Syrie
Tirs de sommation
M.
Saadoune
Lakhdar
Brahimi
Mardi 21 août 2012
En acceptant la
mission d'essayer de trouver une
solution à une crise syrienne dont les
fils qui échappent désormais largement
aux Syriens, le diplomate algérien,
Lakhdar Brahimi, a pris un grand risque.
Sa qualité «d'Arabe» ne constitue pas
vraiment un «plus» par rapport aux
atouts dont disposait Kofi Annan et qui
se sont avérés vains. Lakhdar Brahimi
vient de subir une attaque virulente et
totalement injustifiée de la part du
Conseil national syrien (CNS), installé
en Turquie et politiquement sous orbite
des pays du Golfe et des Occidentaux.
C'est tout simplement un tir de
sommation alors même que le diplomate
algérien n'a même pas commencé sa
mission.
L'absence d'autonomie du CNS ne dispense
pas de prendre au sérieux ses
admonestations car il est devenu, de
facto, le«messager» des exigences des
monarchies du Golfe et des Occidentaux.
En l'occurrence, le message transmis par
Doha, Ryadh et les capitales
occidentales est clair et net : Lakhdar
Brahimi doit exiger le départ de Bachar
Al-Assad comme un «préalable» pour
accomplir sa mission. En demandant à
Lakhdar Brahimi de «s'excuser» pour ne
pas avoir dit que Bachar Al-Assad «doit
partir», le CNS lui dicte les exigences
des capitales occidentales et arabes
impliquées dans le conflit syrien. C'est
un tir qui risque d'être suivi par
d'autres. Officiellement, tout le monde,
Occidentaux, Arabes, Russes, Chinois et…
Damas, soutient la mission de Lakhdar
Brahimi. Mais nul n'ignore que c'était
aussi «officiellement» le cas pour Kofi
Annan.
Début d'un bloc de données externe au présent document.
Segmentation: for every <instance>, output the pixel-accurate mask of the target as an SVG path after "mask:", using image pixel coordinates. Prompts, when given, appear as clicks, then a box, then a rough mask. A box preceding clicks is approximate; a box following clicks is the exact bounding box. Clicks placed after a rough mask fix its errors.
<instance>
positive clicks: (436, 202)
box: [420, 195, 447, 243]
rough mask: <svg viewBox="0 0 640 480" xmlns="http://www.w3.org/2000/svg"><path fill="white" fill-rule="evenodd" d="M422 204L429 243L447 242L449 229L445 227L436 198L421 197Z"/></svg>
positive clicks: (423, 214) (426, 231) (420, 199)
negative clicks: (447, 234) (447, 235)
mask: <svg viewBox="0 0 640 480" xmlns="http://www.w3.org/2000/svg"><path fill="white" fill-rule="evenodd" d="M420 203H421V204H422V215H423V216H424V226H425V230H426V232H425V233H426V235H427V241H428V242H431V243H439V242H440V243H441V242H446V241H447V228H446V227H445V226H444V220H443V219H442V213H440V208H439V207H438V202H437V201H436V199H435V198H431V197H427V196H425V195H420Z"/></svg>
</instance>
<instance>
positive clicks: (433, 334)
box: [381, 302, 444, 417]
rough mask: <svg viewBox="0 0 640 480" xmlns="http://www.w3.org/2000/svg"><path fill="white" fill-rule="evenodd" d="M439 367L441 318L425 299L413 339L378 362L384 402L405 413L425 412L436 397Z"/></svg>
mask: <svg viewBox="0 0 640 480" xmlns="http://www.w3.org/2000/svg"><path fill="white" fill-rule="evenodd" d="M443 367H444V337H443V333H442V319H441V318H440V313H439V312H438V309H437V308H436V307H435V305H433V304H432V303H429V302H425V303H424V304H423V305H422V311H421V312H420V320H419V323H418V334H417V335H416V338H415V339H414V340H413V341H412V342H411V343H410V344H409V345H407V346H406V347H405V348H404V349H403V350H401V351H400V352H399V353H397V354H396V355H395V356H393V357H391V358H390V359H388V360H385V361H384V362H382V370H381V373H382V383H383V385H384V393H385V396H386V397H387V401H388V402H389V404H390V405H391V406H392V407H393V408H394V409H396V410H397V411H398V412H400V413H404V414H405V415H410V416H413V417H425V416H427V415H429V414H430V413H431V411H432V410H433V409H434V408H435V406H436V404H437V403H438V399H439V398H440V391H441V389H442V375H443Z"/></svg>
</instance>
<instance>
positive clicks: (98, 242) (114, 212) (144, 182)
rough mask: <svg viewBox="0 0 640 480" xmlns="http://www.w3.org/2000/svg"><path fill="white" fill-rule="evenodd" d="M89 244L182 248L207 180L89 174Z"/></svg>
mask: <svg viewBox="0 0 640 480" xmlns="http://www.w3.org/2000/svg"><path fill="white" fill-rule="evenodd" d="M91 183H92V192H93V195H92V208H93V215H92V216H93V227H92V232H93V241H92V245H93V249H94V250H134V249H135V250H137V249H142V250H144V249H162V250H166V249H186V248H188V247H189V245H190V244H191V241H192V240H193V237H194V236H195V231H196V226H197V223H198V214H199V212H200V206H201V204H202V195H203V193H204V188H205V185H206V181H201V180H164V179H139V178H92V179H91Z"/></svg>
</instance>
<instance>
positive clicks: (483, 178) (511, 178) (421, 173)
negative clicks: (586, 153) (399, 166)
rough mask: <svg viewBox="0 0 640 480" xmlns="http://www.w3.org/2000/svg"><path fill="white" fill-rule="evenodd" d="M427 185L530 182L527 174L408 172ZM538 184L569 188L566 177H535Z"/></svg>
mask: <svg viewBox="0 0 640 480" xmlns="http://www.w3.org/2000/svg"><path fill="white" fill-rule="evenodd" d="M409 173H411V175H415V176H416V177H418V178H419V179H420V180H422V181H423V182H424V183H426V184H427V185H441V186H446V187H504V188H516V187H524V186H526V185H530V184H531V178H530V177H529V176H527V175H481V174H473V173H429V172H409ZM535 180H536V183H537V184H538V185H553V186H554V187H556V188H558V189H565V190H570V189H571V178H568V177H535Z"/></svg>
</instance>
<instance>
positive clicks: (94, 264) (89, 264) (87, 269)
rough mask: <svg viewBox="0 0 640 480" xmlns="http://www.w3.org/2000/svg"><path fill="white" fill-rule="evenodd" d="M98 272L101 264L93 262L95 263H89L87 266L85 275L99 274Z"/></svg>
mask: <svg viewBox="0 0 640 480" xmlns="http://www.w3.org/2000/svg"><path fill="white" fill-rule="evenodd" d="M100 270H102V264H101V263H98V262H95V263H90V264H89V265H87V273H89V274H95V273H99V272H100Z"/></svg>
Et que si ce dernier a «échoué»,
c'est uniquement parce qu'il a
sérieusement pris sa mission de
«médiateur» au sens le plus juste du
mot.
L'attaque préventive du CNS est destinée
à lui signifier, au «nom du peuple
syrien», qu'il ne doit pas prendre au
sérieux le terme de «médiateur». Lakhdar
Brahimi est un diplomate retors mais il
est déjà aux prises avec des médias en
guerre qui tronquent des bouts de
phrases et les sortent de leur contexte.
Il a rétorqué vertement sur Al-Jazira
aux gens du CNS en indiquant qu'il avait
vu leur représentant et qu'ils n'avaient
pas formulé d'exigences particulières.
Il a mis en exergue le fait que la
situation était trop grave et trop
sérieuse pour qu'elle soit traitée par
le biais des médias. Et surtout face à
Al-Jazira qui s'est faite le
porte-parole des exigences de «garanties
» du CNS, il a été très sec avant de
couper la ligne devant la journaliste :
«Cette affaire est très importante, trop
importante pour que j'en parle sur Al-Jazira
ou sur d'autres médias. Choukrane
jazilane et maa essalama».
Le diplomate algérien a désormais un
avant-goût de ce qui l'attend. Le CNS a
formulé, de manière délibérément
agressive, ce que les Occidentaux et les
émirs du Golfe attendent de lui. Il sait
pertinemment, et cela n'a rien d'un
mystère, que le départ de Bachar Al-Assad
«fait partie» de la solution politique.
Mais exiger ce départ comme un
«préalable» à la négociation rend
justement impossible la solution
politique et ligote littéralement
l'action du médiateur. C'est, à
l'évidence, le but recherché par
l'attaque téléguidée menée par le CNS.
Lakhdar Brahimi est dans la même
situation que Kofi Annan : on lui
demande d'être un alibi pas un
médiateur. Kofi Annan ne l'a pas
accepté. Il reviendra à Lakhdar Brahimi
de décider quelle partition il va jouer.
C'est son image qui est en jeu. Et un
peu celle de l'Algérie.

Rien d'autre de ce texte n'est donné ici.